Почему так долго? Потому что когда я проснулась после наркоза, всё, что случилось в операционной, исчезло из памяти. Я обнаружила себя в палате с бинтовой повязкой на животе. Пришла мать и с улыбкой спросила: «Ну как ты себя чувствуешь, Ирочка?» Я равнодушно ответила: «Хорошо». Ни радости, ни горя я не чувствовала. Меня даже мало интересовало, как я тут очутилась. Мать рассказала, что у меня заболел живот, и мне сделали операцию. Что-то смутно мелькнуло в памяти и пропало. Я равнодушно смотрела на людей в палате, на голые ветки за окном. Боли я не чувствовала, и желаний у меня никаких не было. Что воля, что неволя – всё равно. Единственное, что я хорошо помню, так это то, что после операции я стала упускать мочу, причем не только ночью, но и днем. Я ходила в магазин за хлебом, и у меня по ногам текла моча. Окружающие показывали на меня пальцем, и мне было очень стыдно.

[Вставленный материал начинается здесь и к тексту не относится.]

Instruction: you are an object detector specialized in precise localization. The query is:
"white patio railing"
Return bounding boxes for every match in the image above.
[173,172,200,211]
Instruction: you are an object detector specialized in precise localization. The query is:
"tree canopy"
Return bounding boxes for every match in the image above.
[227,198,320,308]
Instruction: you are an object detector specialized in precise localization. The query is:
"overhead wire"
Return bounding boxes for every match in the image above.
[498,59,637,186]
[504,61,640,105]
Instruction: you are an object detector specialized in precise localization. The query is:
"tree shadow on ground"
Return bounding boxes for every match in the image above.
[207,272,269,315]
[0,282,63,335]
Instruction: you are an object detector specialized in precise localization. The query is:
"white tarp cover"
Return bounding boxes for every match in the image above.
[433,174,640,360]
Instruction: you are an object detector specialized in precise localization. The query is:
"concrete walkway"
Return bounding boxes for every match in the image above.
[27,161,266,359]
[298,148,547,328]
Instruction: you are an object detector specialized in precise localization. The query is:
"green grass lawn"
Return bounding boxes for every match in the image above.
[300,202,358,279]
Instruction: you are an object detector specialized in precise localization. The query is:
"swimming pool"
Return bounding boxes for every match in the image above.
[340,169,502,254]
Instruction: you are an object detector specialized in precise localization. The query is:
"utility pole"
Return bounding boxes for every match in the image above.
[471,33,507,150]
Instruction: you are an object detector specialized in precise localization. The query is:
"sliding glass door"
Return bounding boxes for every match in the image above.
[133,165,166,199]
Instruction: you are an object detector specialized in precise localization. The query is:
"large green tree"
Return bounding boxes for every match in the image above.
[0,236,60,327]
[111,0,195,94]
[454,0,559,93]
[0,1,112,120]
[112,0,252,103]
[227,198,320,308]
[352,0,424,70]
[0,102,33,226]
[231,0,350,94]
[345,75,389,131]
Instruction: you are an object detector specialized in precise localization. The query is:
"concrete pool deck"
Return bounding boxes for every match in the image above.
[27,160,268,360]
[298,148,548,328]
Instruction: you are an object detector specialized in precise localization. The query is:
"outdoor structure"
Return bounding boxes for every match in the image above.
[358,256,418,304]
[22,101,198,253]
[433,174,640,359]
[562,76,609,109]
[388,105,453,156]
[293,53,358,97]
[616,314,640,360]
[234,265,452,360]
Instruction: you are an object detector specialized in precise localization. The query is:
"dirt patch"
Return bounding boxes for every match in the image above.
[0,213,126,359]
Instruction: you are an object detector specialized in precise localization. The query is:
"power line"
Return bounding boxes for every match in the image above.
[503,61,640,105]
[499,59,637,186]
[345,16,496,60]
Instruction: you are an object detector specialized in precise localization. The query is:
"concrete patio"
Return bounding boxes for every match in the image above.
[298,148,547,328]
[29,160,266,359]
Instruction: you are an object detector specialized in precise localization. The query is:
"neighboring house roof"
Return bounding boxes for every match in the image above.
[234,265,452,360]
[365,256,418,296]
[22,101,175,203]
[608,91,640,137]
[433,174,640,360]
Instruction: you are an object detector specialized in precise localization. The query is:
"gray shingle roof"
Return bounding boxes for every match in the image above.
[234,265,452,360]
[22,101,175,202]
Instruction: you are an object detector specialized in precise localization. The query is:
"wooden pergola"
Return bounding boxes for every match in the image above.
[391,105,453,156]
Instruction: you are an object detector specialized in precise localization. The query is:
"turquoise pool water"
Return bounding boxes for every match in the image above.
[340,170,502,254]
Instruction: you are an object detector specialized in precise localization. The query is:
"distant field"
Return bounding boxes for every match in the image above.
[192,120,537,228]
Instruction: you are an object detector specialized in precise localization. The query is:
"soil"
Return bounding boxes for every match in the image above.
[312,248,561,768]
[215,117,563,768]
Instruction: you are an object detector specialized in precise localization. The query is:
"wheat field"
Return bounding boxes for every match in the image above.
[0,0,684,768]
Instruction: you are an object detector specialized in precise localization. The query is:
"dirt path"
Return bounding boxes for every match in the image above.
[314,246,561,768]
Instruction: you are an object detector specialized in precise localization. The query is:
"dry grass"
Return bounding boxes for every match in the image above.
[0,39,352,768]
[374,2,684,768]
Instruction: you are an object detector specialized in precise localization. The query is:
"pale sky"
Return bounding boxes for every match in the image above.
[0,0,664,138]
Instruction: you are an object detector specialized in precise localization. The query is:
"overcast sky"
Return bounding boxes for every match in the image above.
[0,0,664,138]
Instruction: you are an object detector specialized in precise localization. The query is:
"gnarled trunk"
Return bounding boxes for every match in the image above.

Я стала шарахаться от легкого шума, плохо спать по ночам, у меня пропала моя замечательная память, я стала худеть и превратилась в скелет. Моя мать, наверное, поняла, что это последствие операции, и чтобы никто ничего не заметил, перестала водить меня в детский сад, где бы, конечно, заметили перемену и забили бы тревогу. Она держала меня дома. Полгода я просидела под замком, а осенью пошла в школу, где меня прежнюю никто не знал, а значит, просто принимали мою «забитость», как будто так оно и надо.

Потекли годы и десятилетия депрессивной жизни. Я напрочь забыла и операцию, и то, какой я была до операции. Я жила в новой реальности, в которой нормой было получать унижение, быть ковриком для ног, а также считалось обычным делом уступить, отступить и отдать, а вот что-то взять было нельзя. Поэтому ничего удивительного, что в сорок лет у меня нашли тяжелую дисплазию шейки матки, которая считается предраковым заболеванием, и предложили операцию. Как врач, к тому же гомеопат, я знала, что рак – он не в матке, он в голове. И пошла не к хирургам, а к психотерапевту. Своего нашла не сразу. Только в сорок пять я попала к настоящему профессионалу, который и был моим проводником до выздоровления. Подробнее о его подходе я напишу ниже, а пока остановлюсь на особенностях механизма психической травмы и на том, как он влияет на личностное развитие.

Травму, подобно моей, психологи называют нарциссической, потому что она случается в возрасте с трех до семи, когда ребенок влюблен в самого себя. И эта влюбленность помогает ему не принимать близко к сердцу критику окружающих. У ребенка еще не развита логика, чтобы он мог за себя постоять и опровергать аргументы взрослых. Поэтому вера в себя – основа его детского всемогущества, формирует у него некий здоровый «пофигизм». И вот если в этот период ребенок встречается с каким-то очень сильным потрясением, которое его незрелая психика не может «переварить», подключается механизм, который я называю «назло маме отморожу уши». Психика начинает себя разрушать, чтобы не быть разрушенной родителем.

Надо сразу сказать, что в нашей культуре тема родительской агрессии табуирована. Даже в сказках мы не увидим злой матери. Вместо нее фигурирует злая мачеха. Мать в нашей христианской культуре – символ чистоты, добра и заботы. «Мать – это святое!». Но статистика говорит, к сожалению, об огромном количестве случаев насилия родителей над детьми. «С 2001 года гораздо больше американцев погибли от рук своих родителей или других членов семьи, чем в войнах в Ираке и Афганистане»[98]. Восемьдесят один процент пациентов, которым было диагностировано ПРЛ (пограничное расстройство личности) в Кембриджской больнице, сообщили о жестоком/пренебрежительном отношении в детстве.